Estávamos os três em sua biblioteca. Eu estava deitado em uma espécie de tapete flutuante, onde o mago pedira para eu me deitar. Assim que o fiz, o tapete se ergueu o ar e se estendeu como uma cama rígida. Fiquei próximo da altura do rosto de Ariphos.

O mago pegara alguns objetos estranhos, um par de agulhas prateadas e passou-as sobre o meu corpo. As agulhas moveram-se, aparentemente, sozinhas. Depois ele utilizou uma pedra e a deslocou sobre a extremidade do corpo. Por fim, soltou-a sobre minha testa. A pedra, que havia adquirido um tímido brilho violeta, flutuou sobre mim, poucos centímetros acima da minha testa.

Fiquei sentado sobre o tapete enquanto os dois conversaram sobre meu futuro. Os livros do mago me deixaram extasiado. Eram tantos e tão variados, distribuídos em milhares de prateleiras e espalhados sobre várias mesas. As capas eram de couro em regra, mas eu vi madeira e outros materiais. Eram verdes, negros, vermelhos, púrpuras, azuis; e os escritos, tão estranhos para mim, apareciam em letras cursivas elegantes e letras de forma graves e estóicas, em cores tão exóticas como prata, ouro, escarlate brilhante e verde fosforescente. Eu só queria tocá-los e absorver tudo que havia dentro deles.

-Não há lugar melhor que Dalaran- o mago falou- para se aprender sobre a magia. Seu filho será muito bem recebido lá.

-Ele é muito novo.

-Sim, de fato ele é. Porém, estas coisas são mais facilmente aprendidas quanto mais cedo nos são ensinadas. Ele pode ter problemas no futuro. Pode se ferir ou, pior ainda, pode acabar suprimindo toda a capacidade natural que possuí.

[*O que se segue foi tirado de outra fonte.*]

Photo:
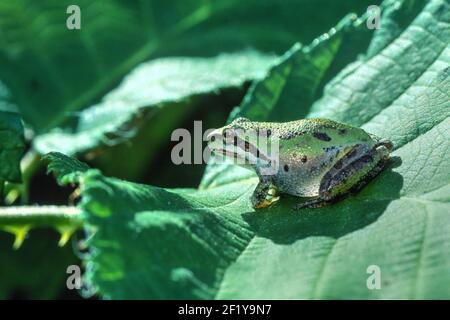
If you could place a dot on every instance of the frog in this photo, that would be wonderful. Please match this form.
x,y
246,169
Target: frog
x,y
319,160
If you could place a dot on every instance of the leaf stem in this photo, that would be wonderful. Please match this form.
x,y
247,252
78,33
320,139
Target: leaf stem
x,y
41,216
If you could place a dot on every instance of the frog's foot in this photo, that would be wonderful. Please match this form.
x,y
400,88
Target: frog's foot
x,y
264,195
313,203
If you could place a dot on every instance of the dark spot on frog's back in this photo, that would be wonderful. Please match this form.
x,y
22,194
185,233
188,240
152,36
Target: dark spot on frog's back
x,y
321,136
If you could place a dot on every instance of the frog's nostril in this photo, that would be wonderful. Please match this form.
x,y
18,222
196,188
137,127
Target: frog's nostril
x,y
389,145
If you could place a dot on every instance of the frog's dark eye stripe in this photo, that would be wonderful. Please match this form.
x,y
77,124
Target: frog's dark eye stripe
x,y
321,136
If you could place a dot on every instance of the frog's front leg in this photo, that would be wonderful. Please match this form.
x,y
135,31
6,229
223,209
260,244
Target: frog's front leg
x,y
265,193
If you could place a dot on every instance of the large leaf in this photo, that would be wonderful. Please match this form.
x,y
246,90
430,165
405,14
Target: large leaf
x,y
54,71
162,82
210,243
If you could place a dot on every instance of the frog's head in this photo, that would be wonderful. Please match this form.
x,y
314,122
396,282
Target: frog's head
x,y
383,146
238,141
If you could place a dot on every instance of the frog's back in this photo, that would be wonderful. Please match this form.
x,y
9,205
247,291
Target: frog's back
x,y
309,149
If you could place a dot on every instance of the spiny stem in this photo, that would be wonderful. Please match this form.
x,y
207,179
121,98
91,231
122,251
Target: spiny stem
x,y
19,220
45,216
30,163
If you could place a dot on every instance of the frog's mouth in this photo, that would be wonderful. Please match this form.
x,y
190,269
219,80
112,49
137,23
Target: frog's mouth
x,y
235,148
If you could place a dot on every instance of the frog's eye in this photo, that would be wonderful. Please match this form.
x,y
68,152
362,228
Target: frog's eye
x,y
228,133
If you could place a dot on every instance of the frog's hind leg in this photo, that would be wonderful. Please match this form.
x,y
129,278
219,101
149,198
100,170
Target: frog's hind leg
x,y
352,172
312,203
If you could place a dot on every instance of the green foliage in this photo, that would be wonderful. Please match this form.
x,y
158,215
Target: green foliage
x,y
163,243
209,243
12,146
153,85
57,71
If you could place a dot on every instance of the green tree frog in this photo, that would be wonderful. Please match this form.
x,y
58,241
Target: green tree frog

Meu pai perguntou se isto era pior que se ferir.

-Não consigo conceber algo pior que confinar alguém tão especial a um mundo ordinário. Um mundo sem cores e com possibilidades limitadas. Um mundo que vai regê-lo com leis de ferro, que vai arrastá-lo com a correnteza de um rio caudaloso. Um mundo sem causas, onde ele terá de conviver com pessoas ignorantes sem a capacidade de discernimento necessário para compreender sua natureza sensível. Imagine viver sem desfrutar de todo o talento com que ele foi agraciado.

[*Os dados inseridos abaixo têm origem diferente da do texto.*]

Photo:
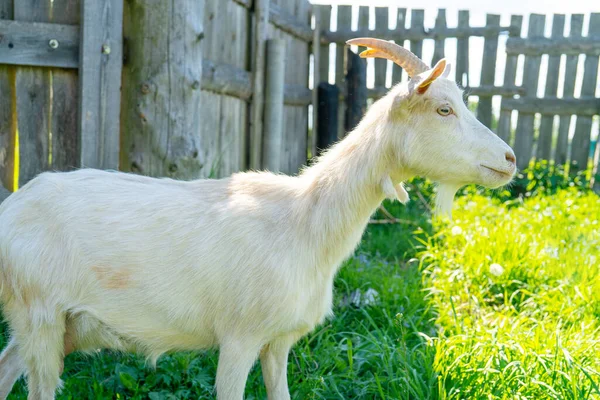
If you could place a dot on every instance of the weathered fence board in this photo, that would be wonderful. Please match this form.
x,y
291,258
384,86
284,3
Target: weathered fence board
x,y
562,142
381,22
8,126
356,82
440,41
261,24
325,17
589,45
510,72
33,99
417,28
544,147
39,43
400,25
65,99
161,89
462,51
580,147
525,129
273,123
343,23
100,63
488,70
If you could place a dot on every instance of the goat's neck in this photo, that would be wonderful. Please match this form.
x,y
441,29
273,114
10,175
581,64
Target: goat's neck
x,y
345,189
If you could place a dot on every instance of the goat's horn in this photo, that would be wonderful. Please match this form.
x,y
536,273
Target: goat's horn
x,y
391,51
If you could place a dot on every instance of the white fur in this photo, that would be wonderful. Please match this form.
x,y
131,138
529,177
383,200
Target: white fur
x,y
92,259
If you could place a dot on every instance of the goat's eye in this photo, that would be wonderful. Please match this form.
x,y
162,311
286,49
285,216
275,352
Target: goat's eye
x,y
444,111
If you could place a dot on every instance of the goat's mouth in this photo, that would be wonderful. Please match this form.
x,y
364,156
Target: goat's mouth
x,y
504,173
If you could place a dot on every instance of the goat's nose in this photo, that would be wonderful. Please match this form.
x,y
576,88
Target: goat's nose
x,y
510,157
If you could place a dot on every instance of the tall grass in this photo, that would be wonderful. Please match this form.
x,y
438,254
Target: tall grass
x,y
504,303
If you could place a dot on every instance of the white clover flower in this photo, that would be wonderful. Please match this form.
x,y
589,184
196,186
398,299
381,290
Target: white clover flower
x,y
496,269
456,230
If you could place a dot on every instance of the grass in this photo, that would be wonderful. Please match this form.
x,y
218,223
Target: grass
x,y
504,303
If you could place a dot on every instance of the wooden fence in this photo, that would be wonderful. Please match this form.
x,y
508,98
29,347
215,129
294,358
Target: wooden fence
x,y
164,88
198,88
516,116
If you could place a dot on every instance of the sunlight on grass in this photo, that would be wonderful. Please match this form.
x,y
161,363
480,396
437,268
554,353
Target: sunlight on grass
x,y
518,296
17,160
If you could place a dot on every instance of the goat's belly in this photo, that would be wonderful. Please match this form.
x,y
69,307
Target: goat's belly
x,y
137,328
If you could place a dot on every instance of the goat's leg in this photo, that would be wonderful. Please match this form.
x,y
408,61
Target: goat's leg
x,y
40,334
273,361
12,367
235,361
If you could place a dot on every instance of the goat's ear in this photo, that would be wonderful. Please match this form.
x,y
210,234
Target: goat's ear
x,y
433,74
447,70
392,191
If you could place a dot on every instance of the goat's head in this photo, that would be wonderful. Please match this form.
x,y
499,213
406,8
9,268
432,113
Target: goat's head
x,y
432,131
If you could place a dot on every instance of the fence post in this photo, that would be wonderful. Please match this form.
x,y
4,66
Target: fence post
x,y
316,50
583,127
273,123
32,116
100,61
462,51
8,127
440,42
160,117
488,70
510,72
524,136
544,148
327,129
344,22
261,25
356,97
562,142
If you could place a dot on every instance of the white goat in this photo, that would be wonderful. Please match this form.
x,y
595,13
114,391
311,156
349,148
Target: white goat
x,y
92,259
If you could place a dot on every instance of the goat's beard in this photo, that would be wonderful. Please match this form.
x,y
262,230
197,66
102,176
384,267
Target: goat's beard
x,y
444,199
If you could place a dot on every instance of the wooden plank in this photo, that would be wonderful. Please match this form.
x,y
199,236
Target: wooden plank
x,y
440,41
341,36
381,22
325,14
524,136
344,22
101,59
417,18
587,106
273,122
327,124
544,147
316,51
161,90
581,144
488,71
226,79
8,123
288,23
33,99
29,43
244,3
462,51
400,25
562,143
555,46
3,194
65,99
6,9
261,23
357,90
510,72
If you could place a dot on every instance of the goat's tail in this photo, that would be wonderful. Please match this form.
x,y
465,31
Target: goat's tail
x,y
12,367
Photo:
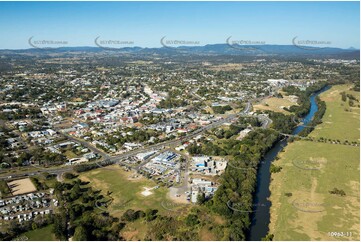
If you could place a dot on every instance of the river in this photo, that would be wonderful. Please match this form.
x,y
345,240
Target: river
x,y
260,218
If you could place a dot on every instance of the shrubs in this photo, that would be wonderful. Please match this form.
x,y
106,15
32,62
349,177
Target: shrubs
x,y
275,169
338,192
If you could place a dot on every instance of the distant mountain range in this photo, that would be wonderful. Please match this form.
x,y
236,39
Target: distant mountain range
x,y
211,49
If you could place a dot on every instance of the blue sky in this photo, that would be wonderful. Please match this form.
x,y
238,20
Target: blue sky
x,y
145,23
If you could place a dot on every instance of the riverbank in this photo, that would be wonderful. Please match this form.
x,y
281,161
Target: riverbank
x,y
302,206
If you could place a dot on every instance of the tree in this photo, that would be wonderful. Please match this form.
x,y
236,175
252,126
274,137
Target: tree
x,y
80,234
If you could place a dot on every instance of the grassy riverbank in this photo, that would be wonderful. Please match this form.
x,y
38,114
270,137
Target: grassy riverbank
x,y
302,206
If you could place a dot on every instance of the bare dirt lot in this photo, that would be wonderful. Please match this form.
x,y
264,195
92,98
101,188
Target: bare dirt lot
x,y
21,186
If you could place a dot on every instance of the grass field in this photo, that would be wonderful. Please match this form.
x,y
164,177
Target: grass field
x,y
338,123
274,104
126,191
302,206
42,234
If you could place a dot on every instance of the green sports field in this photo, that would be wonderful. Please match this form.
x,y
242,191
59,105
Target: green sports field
x,y
126,190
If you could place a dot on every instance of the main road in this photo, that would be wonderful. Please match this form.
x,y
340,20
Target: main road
x,y
171,143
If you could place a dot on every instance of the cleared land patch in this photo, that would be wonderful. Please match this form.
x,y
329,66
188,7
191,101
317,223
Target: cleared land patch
x,y
21,186
275,104
303,204
126,193
340,121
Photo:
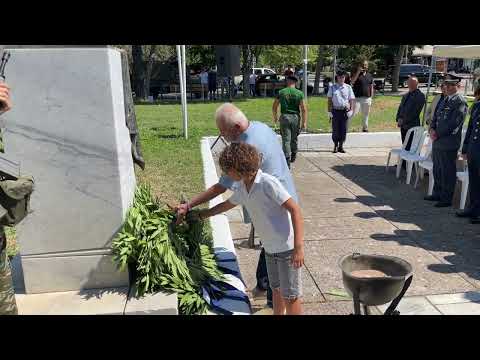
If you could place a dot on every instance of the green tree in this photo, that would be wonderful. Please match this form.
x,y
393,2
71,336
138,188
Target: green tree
x,y
280,56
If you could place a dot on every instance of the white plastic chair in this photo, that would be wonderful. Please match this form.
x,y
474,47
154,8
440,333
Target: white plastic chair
x,y
397,152
414,155
428,165
421,167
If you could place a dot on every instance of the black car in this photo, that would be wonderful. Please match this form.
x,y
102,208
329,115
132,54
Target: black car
x,y
420,71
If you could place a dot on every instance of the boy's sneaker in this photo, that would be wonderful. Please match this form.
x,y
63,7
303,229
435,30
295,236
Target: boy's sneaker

Meu pai permaneceu calado, enquanto ponderava.

-Eu não tenho dinheiro para mandá-lo.

O mago coçou a barba castanha.

-Eu poderia acolhê-lo como meu aprendiz. Louis aqui- disse apontando para o jovem que nos acompanhara durante a subida- vem desempenhando este papel de forma tão satisfatória há tanto tempo que eu não considero a necessidade de outro. Mas ele já tem quase a idade suficiente para me deixar e buscar seus próprios empreendimentos e, além disto, pelo bem do garoto, eu posso acolhê-lo.

Senti um frio na barriga ante à possibilidade de viver naquele paraíso tão sublime. É claro que eu já escutara as proezas dos magos de Dalaran. Já me imaginava conjurando bolas de fogo e explodindo monstros assustadores, ou tecendo tapetes voadores ou ainda outras coisas maravilhosas.